Where W is weather, D is debt - minus the money (d) due on January's pay day - and T is the time since Christmas. Q is the period since the failure to quit a bad habit, M stands for general motivational levels and NA is the need to take action and do something about it.

Help! I need somebody. Help! Not just anybody... The Royal College of GP’s suggests
Exercise and bibliotherapy - reading a number of books to allow people to understand their own symptoms and how to control them.
Hot Dog! Another thing you can do to try and cheer yourself up is study the programme for the Lambeth Conference, launched yesterday, the most Depressing Day of the Year (so far?).

The Conference this year has two key points of focus: strengthening the sense of a shared Anglican identity among the bishops from around the world, and helping to equip bishops for the role they increasingly have as leaders in mission, involved in a whole variety of ways in helping the Church grow. Because none of this would happen without a deeper commitment to prayer and studying the Bible, this year’s Conference will begin with a couple of days’ retreat, in which we can spend time together in quiet and begin to direct our minds towards the central issues of faith. And as in previous Conferences, every day will begin with worship and Bible study in small groups.

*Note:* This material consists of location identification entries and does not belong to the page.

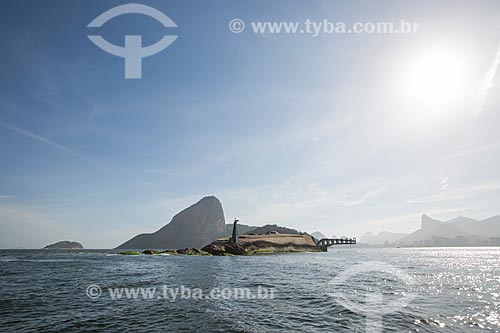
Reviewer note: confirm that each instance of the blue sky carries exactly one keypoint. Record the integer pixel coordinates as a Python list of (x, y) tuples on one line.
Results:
[(315, 133)]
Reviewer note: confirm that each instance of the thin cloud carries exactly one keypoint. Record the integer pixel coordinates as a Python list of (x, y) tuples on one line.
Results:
[(49, 142), (484, 86)]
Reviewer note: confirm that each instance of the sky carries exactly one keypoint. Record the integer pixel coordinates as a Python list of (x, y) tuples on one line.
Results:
[(341, 133)]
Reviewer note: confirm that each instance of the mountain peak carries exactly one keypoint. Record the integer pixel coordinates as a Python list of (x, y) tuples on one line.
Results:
[(195, 226)]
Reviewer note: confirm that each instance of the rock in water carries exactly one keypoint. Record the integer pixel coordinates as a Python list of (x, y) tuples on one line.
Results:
[(65, 245), (194, 227)]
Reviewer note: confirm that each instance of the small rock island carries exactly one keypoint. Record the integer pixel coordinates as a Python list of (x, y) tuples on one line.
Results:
[(65, 245)]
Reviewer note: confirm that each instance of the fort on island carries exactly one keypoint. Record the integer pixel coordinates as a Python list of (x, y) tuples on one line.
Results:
[(203, 223), (271, 242)]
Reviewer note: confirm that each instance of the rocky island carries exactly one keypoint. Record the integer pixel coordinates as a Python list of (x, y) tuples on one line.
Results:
[(203, 223), (65, 245)]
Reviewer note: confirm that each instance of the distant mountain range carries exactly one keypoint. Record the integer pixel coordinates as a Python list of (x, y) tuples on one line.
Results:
[(461, 231)]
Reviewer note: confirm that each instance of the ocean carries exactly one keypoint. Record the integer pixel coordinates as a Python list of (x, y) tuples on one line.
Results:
[(347, 289)]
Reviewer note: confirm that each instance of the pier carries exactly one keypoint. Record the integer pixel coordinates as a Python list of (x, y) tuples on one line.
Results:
[(324, 243)]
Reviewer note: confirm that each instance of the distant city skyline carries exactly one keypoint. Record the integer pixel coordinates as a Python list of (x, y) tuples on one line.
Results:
[(343, 134)]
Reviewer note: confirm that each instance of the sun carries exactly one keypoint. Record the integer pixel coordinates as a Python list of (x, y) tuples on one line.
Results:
[(436, 80)]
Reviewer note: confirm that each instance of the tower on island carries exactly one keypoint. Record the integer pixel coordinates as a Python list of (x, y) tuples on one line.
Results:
[(234, 237)]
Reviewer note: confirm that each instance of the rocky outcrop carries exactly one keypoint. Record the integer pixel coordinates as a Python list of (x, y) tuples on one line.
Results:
[(268, 243), (65, 245), (194, 227)]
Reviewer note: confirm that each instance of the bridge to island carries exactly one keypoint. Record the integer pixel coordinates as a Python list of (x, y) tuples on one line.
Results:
[(326, 242)]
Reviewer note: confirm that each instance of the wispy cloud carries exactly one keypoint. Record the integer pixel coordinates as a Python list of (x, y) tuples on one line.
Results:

We’ve been exceptionally lucky in the gifts and the vision of the Design Group for this year’s Conference. Drawn from a wide range of backgrounds, they have come together in a remarkable way to create not only a programme of events – about which we can speak in more detail later – but a whole way of doing business. In contrast to previous Conferences, we have planned a larger number of medium-sized groups instead of larger issue-focused groups, so that more people can have a say in the discussion. We’ve called these ‘indaba’ groups, picking up an African word for meetings where significant questions are worked through in a community.

“Indaba” is Zulu/ Xhosa thing — the IzinDuna come together to do mutual business in a way which enables each to be heard, and wisdom to emerge from the group. It’s rather like a monastic chapter. It’s radically different from either Institutionalism, where people pretend to agree to save public face, Imperialism, where Billy the Bully rules OK, or Fascism, where you leave your brain at the door and the Führer tells you what to do because he’s always right.

Indaba is a noble ideal. It’s how the early Churches worked, often amidst bitter controversy, as every Patristics student is amazed to discover. Then, slowly, between the fourth and eleventh centuries, like formaldehyde, institutionalism and Roman imperialism seeped in. The reformation was a reaction to all that. Indaba is a gloriously messy concept. It annoys Anal Retentives, Bullies and Fascists, as well as lazy journos who can only understand punchups.

It’s counterintuitive, but indaba, if you stick with it, raises spirits and offers hope to the world.